Q: Help! I’ve been promoted and now I have to hire someone. I’ve never been on that side of the interview table before. What do I do?
A: Oh my friend. Hiring is but the beginning of this great adventure. Managing that new hire may be where you really earn your chops. But I digress.
First, you need a tutorial on the dos and don’ts of interviewing. Discrimination laws and hiring practices have very strict areas where you can – and can’t – venture. Talk to your HR folks and make sure you know what’s allowable, even in casual conversation.
A good interview requires thought and preparation. It’s not a first date, where you’re deciding whether you want to have coffee again. You’re determining if this candidate is a fit on many levels – in the company, with the workload, with others in the department and with you as the boss. And to further complicate matters, some people get really good at the interview preening and chitchat (possibly suggesting they’re less stellar at the actual job part). One solution: Shuffle the deck of questions and add some wild cards so it’s not so predictable.
I queried my colleagues about their favorite interview tactic, and dead air took the immediate lead: Ask the question, hear their answer, and then let silence reign. “It shows their confidence in what they’re saying,” says Adam Corey, VP of marketing at Tealium, a data technology company. You see if they have that unfortunate need to talk to fill the space – never a good sign.
Do your homework. Google and social media are more effective than a private investigator at times (certainly cheaper). Brook Gramann, founding partner at Lanikai Bath and Body and long-time Hawaii entrepreneur, dives deep before making the hire, saying she looks at friends, attitude, language and the candidate’s personal interests. “We had an individual for a retail job with us and she was excellent,” Gramann says, with promising Facebook and Google profiles. “Then one of our supervisors went on Instagram and saw she was peddling marijuana on the side.” Oops. Maybe she still has the side gig, but she’s definitely not working for Gramann.

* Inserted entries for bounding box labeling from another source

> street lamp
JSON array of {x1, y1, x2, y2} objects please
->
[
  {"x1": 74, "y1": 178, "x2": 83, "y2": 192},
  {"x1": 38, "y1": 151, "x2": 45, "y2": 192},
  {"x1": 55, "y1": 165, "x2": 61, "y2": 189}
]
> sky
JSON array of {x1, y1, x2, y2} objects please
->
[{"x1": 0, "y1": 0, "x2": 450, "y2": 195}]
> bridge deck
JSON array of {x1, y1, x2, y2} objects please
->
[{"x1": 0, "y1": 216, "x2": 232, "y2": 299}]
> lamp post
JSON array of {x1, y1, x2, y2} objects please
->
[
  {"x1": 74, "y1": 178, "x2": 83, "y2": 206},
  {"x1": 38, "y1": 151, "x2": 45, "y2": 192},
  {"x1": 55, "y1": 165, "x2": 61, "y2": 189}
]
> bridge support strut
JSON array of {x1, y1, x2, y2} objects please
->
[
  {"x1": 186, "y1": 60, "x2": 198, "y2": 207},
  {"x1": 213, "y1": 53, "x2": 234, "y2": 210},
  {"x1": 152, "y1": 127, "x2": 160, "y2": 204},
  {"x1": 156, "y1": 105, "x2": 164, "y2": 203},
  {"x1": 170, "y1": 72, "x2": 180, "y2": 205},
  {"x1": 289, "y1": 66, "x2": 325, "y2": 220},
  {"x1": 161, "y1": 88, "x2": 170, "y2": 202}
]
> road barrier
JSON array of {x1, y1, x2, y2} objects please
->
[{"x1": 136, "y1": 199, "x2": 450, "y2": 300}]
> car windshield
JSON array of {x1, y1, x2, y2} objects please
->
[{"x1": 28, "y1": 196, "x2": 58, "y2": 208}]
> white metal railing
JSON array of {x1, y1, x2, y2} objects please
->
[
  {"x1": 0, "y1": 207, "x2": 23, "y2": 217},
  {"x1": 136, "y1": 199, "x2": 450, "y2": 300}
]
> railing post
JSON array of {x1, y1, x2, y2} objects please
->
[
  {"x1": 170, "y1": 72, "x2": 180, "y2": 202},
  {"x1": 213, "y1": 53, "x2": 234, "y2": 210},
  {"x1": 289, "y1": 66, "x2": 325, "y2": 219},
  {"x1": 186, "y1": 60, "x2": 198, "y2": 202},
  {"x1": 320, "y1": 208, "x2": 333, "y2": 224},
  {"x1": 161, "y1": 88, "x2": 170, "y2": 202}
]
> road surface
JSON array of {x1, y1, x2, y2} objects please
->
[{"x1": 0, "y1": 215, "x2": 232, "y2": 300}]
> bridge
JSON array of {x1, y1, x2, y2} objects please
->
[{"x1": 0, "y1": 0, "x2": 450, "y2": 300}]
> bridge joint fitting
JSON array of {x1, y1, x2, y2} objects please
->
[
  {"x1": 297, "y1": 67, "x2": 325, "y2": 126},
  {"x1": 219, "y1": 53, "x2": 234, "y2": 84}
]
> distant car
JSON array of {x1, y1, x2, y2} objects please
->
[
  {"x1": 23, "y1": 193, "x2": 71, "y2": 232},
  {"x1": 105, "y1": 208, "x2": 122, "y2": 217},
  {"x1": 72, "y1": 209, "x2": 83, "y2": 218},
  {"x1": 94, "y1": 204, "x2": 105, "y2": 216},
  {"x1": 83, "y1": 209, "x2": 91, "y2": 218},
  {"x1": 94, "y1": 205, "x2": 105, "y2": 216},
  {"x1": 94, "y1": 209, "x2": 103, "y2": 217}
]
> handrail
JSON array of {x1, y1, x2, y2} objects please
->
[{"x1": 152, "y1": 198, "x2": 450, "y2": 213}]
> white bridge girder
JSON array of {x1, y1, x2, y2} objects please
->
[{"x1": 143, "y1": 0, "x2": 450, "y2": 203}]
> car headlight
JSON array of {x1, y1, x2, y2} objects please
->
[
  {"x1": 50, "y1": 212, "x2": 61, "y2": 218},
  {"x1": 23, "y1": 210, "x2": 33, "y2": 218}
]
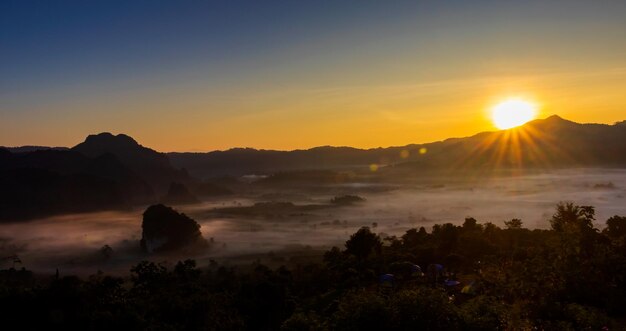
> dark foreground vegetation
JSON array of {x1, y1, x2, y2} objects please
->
[{"x1": 0, "y1": 203, "x2": 626, "y2": 330}]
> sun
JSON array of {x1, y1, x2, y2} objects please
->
[{"x1": 491, "y1": 99, "x2": 537, "y2": 130}]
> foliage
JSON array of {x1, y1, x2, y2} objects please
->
[{"x1": 0, "y1": 203, "x2": 626, "y2": 331}]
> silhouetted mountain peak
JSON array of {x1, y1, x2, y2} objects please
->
[{"x1": 84, "y1": 132, "x2": 140, "y2": 146}]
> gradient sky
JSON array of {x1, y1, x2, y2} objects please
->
[{"x1": 0, "y1": 0, "x2": 626, "y2": 151}]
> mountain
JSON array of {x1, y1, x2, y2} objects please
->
[
  {"x1": 71, "y1": 132, "x2": 194, "y2": 194},
  {"x1": 168, "y1": 115, "x2": 626, "y2": 178}
]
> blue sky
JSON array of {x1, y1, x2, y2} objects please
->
[{"x1": 0, "y1": 0, "x2": 626, "y2": 150}]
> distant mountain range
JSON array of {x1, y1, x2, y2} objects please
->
[
  {"x1": 168, "y1": 115, "x2": 626, "y2": 178},
  {"x1": 0, "y1": 116, "x2": 626, "y2": 220},
  {"x1": 0, "y1": 133, "x2": 191, "y2": 220}
]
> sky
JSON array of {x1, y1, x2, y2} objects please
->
[{"x1": 0, "y1": 0, "x2": 626, "y2": 152}]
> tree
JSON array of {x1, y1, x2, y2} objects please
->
[
  {"x1": 346, "y1": 226, "x2": 382, "y2": 260},
  {"x1": 604, "y1": 215, "x2": 626, "y2": 238},
  {"x1": 550, "y1": 202, "x2": 596, "y2": 232}
]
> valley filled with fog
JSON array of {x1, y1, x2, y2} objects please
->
[{"x1": 0, "y1": 169, "x2": 626, "y2": 275}]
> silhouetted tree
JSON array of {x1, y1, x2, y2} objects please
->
[{"x1": 346, "y1": 226, "x2": 382, "y2": 260}]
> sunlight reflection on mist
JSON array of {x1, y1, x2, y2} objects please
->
[{"x1": 0, "y1": 169, "x2": 626, "y2": 273}]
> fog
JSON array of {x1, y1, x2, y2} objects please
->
[{"x1": 0, "y1": 169, "x2": 626, "y2": 275}]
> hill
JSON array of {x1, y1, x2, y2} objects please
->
[{"x1": 72, "y1": 132, "x2": 193, "y2": 194}]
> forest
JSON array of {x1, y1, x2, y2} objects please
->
[{"x1": 0, "y1": 202, "x2": 626, "y2": 330}]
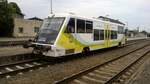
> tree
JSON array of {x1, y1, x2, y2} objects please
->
[{"x1": 0, "y1": 0, "x2": 22, "y2": 37}]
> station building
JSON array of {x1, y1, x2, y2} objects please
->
[{"x1": 13, "y1": 14, "x2": 43, "y2": 38}]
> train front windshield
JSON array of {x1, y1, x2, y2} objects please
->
[{"x1": 37, "y1": 17, "x2": 65, "y2": 44}]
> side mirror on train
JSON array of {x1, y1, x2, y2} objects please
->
[{"x1": 23, "y1": 39, "x2": 33, "y2": 48}]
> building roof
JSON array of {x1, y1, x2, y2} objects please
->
[
  {"x1": 98, "y1": 16, "x2": 125, "y2": 25},
  {"x1": 28, "y1": 17, "x2": 43, "y2": 21}
]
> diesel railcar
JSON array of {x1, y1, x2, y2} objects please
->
[{"x1": 23, "y1": 14, "x2": 126, "y2": 57}]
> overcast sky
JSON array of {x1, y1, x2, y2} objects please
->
[{"x1": 8, "y1": 0, "x2": 150, "y2": 32}]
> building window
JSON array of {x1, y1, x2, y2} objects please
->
[
  {"x1": 65, "y1": 18, "x2": 75, "y2": 33},
  {"x1": 77, "y1": 19, "x2": 85, "y2": 33},
  {"x1": 86, "y1": 21, "x2": 93, "y2": 33},
  {"x1": 111, "y1": 30, "x2": 117, "y2": 39},
  {"x1": 34, "y1": 27, "x2": 40, "y2": 33},
  {"x1": 18, "y1": 27, "x2": 23, "y2": 33}
]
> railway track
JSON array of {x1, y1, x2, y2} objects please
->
[
  {"x1": 54, "y1": 44, "x2": 150, "y2": 84},
  {"x1": 0, "y1": 39, "x2": 148, "y2": 78},
  {"x1": 0, "y1": 59, "x2": 48, "y2": 78}
]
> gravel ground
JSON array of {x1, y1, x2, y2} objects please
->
[
  {"x1": 0, "y1": 41, "x2": 149, "y2": 84},
  {"x1": 0, "y1": 46, "x2": 32, "y2": 57},
  {"x1": 128, "y1": 52, "x2": 150, "y2": 84}
]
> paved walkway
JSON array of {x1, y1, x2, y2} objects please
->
[{"x1": 0, "y1": 46, "x2": 32, "y2": 57}]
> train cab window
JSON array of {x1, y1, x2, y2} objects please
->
[
  {"x1": 118, "y1": 26, "x2": 124, "y2": 34},
  {"x1": 77, "y1": 19, "x2": 85, "y2": 33},
  {"x1": 111, "y1": 30, "x2": 117, "y2": 39},
  {"x1": 94, "y1": 29, "x2": 99, "y2": 41},
  {"x1": 100, "y1": 30, "x2": 104, "y2": 40},
  {"x1": 65, "y1": 18, "x2": 75, "y2": 33},
  {"x1": 86, "y1": 21, "x2": 93, "y2": 33}
]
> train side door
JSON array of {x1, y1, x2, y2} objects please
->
[{"x1": 104, "y1": 23, "x2": 111, "y2": 47}]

Shake things up. I once had to hire someone in Minnesota for a project I was heading up. I’d vetted my candidates and come down to one guy who seemed the perfect fit: stellar resume, raving references and deep contacts with all the right people in the right places. The problem? I couldn’t warm up to him. His phone and email persona was off-putting and formal, and I didn’t know how he’d fit into our larger team. My solution? I flew to Minneapolis, and rather than go to his office, suggested we meet at Mall of America. He arrived in his suit and fancy shoes, and we wandered the mall chatting. We eventually found our way to the amusement park in the mall’s atrium. I suggested the roller coaster. He nodded. He suggested the log flume. We both came out the other end soaked, his fancy shoes squeaking, both of us laughing hysterically. I hired him on the spot, and then we shared a towel to dry off and found him some new shoes. I never regretted the hire and, just as promised, he got the job done – and a new pair of shoes.